Jack Ryan: Shadow Recruit

Year: 2014
Studio: Paramount Pictures
Director: Kenneth Brannagh
Writer: Adam Cozad/David Koepp/Tom Clancy
Cast: Chris Pine, Keira Knightley, Kevin Costner, Kenneth Brannagh

When they finally got around to rebooting James Bond in Goldeneye after the disastrous run of the Timothy Dalton years, M (Judi Dench) tells Bond (Pierce Brosnan) at one point that he's a dinosaur and a relic of the Cold War.

The same criticism could be leveled not only at Jack Ryan but any of the classic literary spies (and their movie adaptations) from Tom Clancy, Len Deighton or John Le Carre, so any studio trying to make Ryan young and hip for a new generation faces an uphill battle - as the box office reception to this movie proved.

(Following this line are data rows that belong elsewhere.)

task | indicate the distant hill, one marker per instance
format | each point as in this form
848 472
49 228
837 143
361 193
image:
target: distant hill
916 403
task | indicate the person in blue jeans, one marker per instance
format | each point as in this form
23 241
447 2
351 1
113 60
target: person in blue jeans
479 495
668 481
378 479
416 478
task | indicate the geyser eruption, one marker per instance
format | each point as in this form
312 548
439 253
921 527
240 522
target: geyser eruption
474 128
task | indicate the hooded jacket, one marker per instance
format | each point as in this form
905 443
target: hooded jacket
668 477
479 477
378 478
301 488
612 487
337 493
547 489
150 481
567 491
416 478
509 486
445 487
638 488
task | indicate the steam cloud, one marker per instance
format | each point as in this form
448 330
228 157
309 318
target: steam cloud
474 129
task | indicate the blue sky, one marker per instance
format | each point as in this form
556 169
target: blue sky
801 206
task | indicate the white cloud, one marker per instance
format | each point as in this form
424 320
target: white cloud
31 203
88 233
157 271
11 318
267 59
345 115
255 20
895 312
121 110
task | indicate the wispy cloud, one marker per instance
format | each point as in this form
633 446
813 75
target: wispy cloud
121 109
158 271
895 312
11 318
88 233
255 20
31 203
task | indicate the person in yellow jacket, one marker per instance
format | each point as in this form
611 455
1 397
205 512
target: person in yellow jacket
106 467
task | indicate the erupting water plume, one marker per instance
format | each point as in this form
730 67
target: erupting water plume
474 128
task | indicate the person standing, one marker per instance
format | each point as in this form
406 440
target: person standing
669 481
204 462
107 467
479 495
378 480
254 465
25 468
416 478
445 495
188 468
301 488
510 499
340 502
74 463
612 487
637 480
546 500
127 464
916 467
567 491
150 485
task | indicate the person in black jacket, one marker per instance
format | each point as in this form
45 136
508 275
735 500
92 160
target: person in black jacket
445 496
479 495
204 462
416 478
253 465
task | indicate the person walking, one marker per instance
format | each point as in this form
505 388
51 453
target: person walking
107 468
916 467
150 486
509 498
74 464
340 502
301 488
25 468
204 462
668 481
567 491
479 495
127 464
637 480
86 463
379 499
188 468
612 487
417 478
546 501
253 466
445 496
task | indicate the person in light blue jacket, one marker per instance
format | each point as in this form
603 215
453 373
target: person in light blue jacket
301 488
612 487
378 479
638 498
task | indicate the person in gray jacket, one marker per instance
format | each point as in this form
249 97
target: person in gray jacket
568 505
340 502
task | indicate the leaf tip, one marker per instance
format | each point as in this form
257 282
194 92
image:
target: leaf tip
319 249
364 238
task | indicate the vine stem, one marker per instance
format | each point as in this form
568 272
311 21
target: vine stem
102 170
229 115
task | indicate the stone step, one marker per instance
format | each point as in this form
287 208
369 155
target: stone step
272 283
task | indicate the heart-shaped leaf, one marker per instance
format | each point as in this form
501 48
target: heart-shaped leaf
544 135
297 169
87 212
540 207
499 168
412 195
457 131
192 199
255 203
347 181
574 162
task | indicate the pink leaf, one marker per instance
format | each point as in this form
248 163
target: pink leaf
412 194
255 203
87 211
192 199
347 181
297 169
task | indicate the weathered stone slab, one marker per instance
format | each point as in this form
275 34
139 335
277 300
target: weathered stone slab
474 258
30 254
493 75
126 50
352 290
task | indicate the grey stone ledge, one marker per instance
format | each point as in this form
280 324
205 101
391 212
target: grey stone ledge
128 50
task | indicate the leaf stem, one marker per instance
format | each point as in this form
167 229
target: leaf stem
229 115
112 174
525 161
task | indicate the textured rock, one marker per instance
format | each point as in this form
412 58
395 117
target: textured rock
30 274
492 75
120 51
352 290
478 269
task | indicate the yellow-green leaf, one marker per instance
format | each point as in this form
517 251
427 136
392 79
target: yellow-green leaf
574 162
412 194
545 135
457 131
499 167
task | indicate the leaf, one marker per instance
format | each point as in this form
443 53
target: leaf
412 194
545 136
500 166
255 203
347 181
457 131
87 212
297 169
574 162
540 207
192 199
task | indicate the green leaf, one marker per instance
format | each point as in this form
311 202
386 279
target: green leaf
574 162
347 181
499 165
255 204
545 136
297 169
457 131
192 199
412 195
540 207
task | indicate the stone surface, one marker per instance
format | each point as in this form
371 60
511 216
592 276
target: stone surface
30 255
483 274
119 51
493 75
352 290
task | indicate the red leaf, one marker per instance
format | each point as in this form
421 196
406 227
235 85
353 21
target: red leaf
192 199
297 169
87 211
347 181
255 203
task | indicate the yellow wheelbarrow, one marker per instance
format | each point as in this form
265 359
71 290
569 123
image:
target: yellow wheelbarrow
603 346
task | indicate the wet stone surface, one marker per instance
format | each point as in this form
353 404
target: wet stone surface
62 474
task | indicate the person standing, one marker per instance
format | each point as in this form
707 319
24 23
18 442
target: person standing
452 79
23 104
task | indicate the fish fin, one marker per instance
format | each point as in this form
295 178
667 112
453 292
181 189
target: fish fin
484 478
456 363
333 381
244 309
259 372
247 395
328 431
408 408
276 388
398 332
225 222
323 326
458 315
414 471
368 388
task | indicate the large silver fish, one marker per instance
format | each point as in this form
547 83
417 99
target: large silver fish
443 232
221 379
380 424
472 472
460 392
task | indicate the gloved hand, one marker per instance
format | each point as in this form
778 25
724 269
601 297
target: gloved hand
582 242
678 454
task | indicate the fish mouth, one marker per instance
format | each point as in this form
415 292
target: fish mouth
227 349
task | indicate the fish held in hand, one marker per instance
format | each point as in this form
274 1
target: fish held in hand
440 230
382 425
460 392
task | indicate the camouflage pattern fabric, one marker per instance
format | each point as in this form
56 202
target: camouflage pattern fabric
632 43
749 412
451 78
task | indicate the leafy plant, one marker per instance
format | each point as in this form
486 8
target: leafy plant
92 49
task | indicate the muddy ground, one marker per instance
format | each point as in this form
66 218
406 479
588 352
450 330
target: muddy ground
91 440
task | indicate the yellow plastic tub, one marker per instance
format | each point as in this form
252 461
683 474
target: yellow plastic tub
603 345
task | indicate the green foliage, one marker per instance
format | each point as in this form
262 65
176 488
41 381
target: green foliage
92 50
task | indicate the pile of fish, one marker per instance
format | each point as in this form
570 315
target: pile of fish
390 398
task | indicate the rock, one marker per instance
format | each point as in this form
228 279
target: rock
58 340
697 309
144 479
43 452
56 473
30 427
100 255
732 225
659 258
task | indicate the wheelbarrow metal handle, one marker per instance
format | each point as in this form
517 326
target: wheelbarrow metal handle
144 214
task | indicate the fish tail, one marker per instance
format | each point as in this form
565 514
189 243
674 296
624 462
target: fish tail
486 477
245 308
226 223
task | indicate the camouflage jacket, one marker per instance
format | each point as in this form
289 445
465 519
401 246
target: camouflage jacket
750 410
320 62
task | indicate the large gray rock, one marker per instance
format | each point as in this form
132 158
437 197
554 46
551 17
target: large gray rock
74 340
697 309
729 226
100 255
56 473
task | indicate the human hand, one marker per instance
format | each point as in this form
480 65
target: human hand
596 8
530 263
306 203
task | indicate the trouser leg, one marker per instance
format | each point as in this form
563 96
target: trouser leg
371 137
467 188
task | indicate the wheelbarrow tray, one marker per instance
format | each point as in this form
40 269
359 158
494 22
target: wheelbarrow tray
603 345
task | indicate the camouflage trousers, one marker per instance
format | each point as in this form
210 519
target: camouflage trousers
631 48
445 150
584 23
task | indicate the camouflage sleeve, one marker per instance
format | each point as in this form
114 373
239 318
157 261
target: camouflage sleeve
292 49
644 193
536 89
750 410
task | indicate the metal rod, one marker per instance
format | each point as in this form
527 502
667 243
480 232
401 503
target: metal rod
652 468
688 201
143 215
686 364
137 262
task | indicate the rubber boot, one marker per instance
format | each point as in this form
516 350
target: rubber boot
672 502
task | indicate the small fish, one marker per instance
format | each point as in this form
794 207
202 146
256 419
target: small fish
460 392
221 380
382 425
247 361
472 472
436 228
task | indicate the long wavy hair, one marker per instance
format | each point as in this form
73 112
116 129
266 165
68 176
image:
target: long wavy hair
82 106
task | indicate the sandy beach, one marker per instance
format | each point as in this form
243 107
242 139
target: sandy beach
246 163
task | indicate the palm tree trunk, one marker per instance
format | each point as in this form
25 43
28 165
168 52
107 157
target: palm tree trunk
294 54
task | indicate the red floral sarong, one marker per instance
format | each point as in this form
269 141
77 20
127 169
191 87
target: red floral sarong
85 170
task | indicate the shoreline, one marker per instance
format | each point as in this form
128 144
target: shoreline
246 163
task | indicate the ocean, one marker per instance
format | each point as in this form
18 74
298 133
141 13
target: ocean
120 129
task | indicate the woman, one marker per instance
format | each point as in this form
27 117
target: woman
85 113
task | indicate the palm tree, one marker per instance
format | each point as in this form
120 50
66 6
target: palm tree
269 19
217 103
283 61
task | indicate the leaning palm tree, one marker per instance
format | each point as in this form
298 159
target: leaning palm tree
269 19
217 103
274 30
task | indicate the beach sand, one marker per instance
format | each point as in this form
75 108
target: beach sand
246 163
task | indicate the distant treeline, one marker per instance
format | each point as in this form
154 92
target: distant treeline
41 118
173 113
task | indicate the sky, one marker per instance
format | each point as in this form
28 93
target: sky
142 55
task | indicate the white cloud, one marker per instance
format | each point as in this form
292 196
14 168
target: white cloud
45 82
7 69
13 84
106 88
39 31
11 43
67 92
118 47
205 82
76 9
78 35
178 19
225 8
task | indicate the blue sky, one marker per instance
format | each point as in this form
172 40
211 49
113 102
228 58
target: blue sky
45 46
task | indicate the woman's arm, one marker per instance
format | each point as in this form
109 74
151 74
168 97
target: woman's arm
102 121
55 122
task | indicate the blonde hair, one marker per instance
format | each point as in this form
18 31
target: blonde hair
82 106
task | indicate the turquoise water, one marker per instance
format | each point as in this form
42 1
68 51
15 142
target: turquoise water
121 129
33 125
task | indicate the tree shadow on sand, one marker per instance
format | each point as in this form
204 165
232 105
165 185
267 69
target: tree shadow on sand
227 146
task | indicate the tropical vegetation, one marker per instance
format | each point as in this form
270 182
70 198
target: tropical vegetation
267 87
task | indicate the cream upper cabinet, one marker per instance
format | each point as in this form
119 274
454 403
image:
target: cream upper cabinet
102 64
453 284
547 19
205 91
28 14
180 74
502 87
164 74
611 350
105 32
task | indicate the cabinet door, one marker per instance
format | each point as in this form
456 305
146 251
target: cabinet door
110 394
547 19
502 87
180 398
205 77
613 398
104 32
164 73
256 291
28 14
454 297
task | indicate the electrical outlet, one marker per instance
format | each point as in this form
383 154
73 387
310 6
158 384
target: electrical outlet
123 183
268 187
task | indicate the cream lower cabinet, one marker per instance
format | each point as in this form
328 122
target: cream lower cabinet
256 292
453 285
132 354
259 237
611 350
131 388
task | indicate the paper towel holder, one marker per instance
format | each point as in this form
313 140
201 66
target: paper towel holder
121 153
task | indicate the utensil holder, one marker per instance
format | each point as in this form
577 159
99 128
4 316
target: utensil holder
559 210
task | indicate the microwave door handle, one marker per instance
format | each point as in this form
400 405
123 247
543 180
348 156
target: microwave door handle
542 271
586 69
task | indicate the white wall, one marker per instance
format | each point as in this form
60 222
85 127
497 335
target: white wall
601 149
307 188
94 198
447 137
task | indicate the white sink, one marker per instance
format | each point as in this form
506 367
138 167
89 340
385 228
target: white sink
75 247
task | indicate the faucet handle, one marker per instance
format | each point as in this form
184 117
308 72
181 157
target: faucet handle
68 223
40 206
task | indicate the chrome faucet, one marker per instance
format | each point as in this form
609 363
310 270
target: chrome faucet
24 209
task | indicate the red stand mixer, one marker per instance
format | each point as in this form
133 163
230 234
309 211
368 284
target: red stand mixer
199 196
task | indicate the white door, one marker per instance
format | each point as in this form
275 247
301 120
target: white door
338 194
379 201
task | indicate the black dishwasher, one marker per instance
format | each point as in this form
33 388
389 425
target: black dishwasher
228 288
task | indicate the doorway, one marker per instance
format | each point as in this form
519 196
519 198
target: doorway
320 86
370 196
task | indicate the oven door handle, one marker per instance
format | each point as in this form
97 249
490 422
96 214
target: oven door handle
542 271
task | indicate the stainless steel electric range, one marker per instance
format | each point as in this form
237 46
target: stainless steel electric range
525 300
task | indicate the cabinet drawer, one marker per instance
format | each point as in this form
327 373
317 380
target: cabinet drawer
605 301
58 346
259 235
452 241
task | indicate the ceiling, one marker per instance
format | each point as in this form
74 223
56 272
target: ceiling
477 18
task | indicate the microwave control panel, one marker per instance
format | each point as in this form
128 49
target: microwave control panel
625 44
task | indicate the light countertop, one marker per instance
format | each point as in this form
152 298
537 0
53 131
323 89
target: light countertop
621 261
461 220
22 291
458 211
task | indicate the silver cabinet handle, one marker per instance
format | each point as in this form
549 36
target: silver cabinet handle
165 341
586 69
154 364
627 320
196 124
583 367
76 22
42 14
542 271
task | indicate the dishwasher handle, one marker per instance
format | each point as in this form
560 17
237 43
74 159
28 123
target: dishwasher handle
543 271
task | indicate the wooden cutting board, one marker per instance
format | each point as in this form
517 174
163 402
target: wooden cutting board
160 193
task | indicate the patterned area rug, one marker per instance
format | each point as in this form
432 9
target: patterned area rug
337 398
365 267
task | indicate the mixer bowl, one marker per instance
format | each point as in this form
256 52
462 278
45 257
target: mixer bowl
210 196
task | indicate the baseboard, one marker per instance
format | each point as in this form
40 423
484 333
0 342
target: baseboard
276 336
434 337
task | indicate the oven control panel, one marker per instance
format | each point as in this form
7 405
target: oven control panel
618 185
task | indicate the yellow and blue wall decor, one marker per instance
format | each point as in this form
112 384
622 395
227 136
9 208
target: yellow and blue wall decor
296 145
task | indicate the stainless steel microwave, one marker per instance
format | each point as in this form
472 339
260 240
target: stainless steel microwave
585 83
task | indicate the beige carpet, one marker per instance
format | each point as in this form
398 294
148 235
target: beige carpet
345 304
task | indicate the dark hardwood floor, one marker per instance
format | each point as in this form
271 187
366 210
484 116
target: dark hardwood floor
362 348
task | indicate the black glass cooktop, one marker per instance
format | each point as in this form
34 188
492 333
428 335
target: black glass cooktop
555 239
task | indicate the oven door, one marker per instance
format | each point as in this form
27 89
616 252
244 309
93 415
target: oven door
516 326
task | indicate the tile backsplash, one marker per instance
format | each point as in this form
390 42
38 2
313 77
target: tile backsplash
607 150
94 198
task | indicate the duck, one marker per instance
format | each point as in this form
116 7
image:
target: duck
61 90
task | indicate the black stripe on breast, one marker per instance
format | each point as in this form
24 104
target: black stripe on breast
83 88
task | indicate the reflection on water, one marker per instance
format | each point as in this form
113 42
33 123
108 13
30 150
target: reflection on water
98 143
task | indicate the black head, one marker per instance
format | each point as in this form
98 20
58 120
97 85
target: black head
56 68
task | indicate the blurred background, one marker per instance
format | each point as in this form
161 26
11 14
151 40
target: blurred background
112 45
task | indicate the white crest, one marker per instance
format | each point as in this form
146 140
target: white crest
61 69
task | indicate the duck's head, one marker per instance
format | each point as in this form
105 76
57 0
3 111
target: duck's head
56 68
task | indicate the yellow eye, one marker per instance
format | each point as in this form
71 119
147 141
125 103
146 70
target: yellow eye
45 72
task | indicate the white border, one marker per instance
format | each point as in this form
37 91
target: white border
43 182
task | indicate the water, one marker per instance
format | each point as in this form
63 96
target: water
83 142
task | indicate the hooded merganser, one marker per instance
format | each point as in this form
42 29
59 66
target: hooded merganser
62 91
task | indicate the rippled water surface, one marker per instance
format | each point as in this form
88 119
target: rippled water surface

Ryan is a soldier injured in a chopper crash while on tour in the Middle East, and while he convalesces and falls in love with his nurse (Keira Knightley), September 11 happens and changes everything. While in his new life studying economics, Jack is targeted by a CIA recruiter (Kevin Costner) and told his new training can help America fight terrorism when it inevitably turns towards crippling the economy through monetary and cyber-attacks.

He becomes an analyst, keeping his identity secret from everyone including his beau, but when the powers that be get the word of a huge and catastrophic operation being planned by Russian industrialist Cherevin (director Brannagh, channeling every eeeevil Russian from every Cold War thriller ever), they quickly put Jack in the field. The stakes are raised when Ryan finds the trail that leads to a huge twin-pronged terrorist attack on New York and the American economy.

There are a couple of impressive set pieces like the break-in to Cherevin's high tech office and a welcome old-school air of clandestine meetings and hastily-passed packages in the night, but most of the action is the same old car chases and fights you've seen a million times, none of it enough to stand out from the crowd. And while Pine might impress when supported by the crew of the Enterprise, he's a bit too bland to command the screen by himself.